Following Tuesday’s operation, the Garda has provided an update on the long-running inquiry into men who had entered into sham marriages and then applied for a taxi licence.
Gardaí believe these men had paid international criminal gang leaders large fees, of between €15,000 and €20,000, to be married in Ireland to women they had never met.
It also appears they were guided through the process of applying for a PSV licence, with forged documents supplied to some.
A total of 134 foreign taxi drivers have now been investigated for sham marriages and other immigration offences.
Yesterday the addresses searched were all raided under search warrant at 8am, with intelligence gathered and documentation seized.
Revoked
The Garda has said of the 134 PSV, or taxi driver, licence holders and licence applicants investigated, some 64 cases had been concluded to date.
This has resulted in 55 men having had their immigration status revoked, with 25 of those men having been told they will be deported unless they leave the State voluntarily.
Four men have been arrested for deportation and two have already been removed from the State.
However, that activity follows two years of investigation under the Garda’s Operation Vantage rather than yesterday’s searches.
During the raids yesterday a further 15 people were identified for investigation on suspicion they had engaged in a sham marriage.
Seven people who gardaí discovered on the premises raided yesterday were found to be in the State illegally and one arrest was made on an immigration-related matter.
The operation was led by the Garda National Immigration Bureau (GNIB), supported by members of the Special Crime Operations unit; Roads Policing; DMR West Traffic Corps; the Carriage Office; the Garda Analyst Service; the Irish Naturalisation and Immigration Service; the Department of Social Protection; and the National Transport Authority.
Last August The Irish Times reported it emerged that the full scale of fraud in applying for taxi licences first became clear during an Ed Sheeran concert in Dublin.
During an operation last May, established to coincide with the concert in the Phoenix Park, some 110 taxi drivers were stopped at checkpoints.

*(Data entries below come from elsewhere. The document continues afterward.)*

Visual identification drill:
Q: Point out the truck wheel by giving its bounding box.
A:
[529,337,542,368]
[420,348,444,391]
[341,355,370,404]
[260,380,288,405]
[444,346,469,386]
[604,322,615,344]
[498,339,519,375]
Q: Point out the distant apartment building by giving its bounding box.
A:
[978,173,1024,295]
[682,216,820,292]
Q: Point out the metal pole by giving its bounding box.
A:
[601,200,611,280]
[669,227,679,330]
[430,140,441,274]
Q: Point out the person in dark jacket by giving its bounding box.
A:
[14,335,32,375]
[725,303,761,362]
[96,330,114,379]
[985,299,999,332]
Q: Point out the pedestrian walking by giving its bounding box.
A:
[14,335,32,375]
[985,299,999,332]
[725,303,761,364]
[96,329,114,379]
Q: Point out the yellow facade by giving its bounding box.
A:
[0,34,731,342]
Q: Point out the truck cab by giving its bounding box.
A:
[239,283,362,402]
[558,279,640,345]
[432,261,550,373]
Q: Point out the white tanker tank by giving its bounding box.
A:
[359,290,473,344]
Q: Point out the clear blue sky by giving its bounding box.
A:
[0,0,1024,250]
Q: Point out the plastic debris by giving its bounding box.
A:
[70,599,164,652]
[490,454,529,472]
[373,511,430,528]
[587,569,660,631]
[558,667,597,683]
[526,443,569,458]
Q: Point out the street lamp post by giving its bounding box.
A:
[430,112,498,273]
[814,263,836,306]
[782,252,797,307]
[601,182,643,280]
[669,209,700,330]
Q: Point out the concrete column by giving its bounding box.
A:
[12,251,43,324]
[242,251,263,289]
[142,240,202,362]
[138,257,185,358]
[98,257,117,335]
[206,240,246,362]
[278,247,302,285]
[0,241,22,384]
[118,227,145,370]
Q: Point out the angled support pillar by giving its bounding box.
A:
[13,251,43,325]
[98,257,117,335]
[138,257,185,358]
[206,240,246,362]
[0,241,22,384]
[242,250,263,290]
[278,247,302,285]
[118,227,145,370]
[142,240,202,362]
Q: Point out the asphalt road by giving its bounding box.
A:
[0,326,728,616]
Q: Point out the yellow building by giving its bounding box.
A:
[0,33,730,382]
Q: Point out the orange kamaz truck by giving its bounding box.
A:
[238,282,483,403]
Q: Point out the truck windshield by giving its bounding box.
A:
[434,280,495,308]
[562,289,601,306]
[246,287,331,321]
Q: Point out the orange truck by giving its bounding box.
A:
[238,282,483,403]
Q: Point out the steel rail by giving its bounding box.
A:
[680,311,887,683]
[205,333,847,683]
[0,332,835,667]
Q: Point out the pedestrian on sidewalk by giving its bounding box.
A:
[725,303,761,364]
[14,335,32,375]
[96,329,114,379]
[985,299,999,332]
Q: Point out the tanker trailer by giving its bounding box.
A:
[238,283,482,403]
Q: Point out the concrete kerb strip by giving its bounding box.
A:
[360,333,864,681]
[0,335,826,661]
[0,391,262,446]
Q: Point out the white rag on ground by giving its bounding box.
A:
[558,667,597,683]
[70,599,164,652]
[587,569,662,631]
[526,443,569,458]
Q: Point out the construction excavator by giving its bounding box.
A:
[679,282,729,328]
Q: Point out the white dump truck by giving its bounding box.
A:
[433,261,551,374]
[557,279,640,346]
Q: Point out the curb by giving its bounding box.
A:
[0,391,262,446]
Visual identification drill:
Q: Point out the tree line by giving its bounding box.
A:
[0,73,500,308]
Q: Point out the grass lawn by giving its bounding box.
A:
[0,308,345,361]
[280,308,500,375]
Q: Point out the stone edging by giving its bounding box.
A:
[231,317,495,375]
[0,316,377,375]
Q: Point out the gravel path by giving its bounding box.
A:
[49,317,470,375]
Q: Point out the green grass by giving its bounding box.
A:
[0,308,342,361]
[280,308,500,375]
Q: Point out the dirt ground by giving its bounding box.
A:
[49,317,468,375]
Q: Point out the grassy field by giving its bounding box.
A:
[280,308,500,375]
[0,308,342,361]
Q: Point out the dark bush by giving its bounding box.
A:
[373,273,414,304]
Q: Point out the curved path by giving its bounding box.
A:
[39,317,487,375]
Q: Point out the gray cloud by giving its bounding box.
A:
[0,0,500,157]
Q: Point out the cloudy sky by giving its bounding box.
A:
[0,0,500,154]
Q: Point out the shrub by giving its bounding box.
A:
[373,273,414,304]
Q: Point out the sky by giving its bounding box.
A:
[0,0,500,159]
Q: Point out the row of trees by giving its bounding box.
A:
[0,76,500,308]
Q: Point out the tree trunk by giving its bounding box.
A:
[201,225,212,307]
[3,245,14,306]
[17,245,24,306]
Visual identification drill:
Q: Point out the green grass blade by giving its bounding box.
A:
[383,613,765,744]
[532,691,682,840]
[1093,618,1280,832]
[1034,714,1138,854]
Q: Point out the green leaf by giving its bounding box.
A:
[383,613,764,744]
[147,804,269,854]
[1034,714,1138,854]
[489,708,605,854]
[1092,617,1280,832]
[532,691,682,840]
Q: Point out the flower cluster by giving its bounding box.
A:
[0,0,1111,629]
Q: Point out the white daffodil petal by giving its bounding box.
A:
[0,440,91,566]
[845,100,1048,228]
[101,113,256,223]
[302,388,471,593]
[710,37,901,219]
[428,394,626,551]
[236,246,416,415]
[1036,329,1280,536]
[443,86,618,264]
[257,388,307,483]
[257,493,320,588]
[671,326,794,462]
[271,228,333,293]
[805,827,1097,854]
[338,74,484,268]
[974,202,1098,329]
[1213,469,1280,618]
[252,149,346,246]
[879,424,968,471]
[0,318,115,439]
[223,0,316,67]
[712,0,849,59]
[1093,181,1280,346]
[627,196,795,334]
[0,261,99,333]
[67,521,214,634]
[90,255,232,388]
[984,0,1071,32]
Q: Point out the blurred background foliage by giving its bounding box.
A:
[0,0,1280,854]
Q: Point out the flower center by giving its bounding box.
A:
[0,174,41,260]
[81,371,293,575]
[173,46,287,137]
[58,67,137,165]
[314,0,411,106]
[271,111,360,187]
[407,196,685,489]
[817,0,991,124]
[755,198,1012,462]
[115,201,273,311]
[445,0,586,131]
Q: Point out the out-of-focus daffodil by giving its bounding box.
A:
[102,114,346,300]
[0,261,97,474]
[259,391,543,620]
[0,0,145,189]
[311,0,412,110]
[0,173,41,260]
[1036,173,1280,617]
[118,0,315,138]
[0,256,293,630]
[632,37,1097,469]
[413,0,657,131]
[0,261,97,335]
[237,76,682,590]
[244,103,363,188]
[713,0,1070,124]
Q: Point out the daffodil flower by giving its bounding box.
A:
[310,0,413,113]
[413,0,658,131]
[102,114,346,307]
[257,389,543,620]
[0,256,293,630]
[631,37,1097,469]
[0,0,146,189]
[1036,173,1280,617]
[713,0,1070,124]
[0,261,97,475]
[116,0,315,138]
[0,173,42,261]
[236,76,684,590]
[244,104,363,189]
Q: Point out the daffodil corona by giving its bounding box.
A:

Of those, 26 were suspected of having paid to marry a woman from Europe that they had never met so they could secure the right to reside and work in the Republic, according to gardaí.
All of the men were from outside the EU and gardaí had already revoked the immigration status they had secured when they married European women in the Republic.
One man, from India, was about to attend a special citizenship ceremony but that was deferred on suspicion his marriage was a sham.
At the time of last year’s operation, Garda sources said 58 new applications for PSV licences were lodged with the carriage office in January, 2018.
Of those, 40 came from men outside the EU. They described this as “way outside the norm”.
A garda officer said the increases had been a feature for around 18 months. And when some of the applicants’ immigration histories were checked it emerged they had previously tried to secure status in Europe.
The investigation into the immigration-based frauds within the taxi sector has continued since 2015.
It is part of the wider Operation Vantage which has focussed on sham marriages.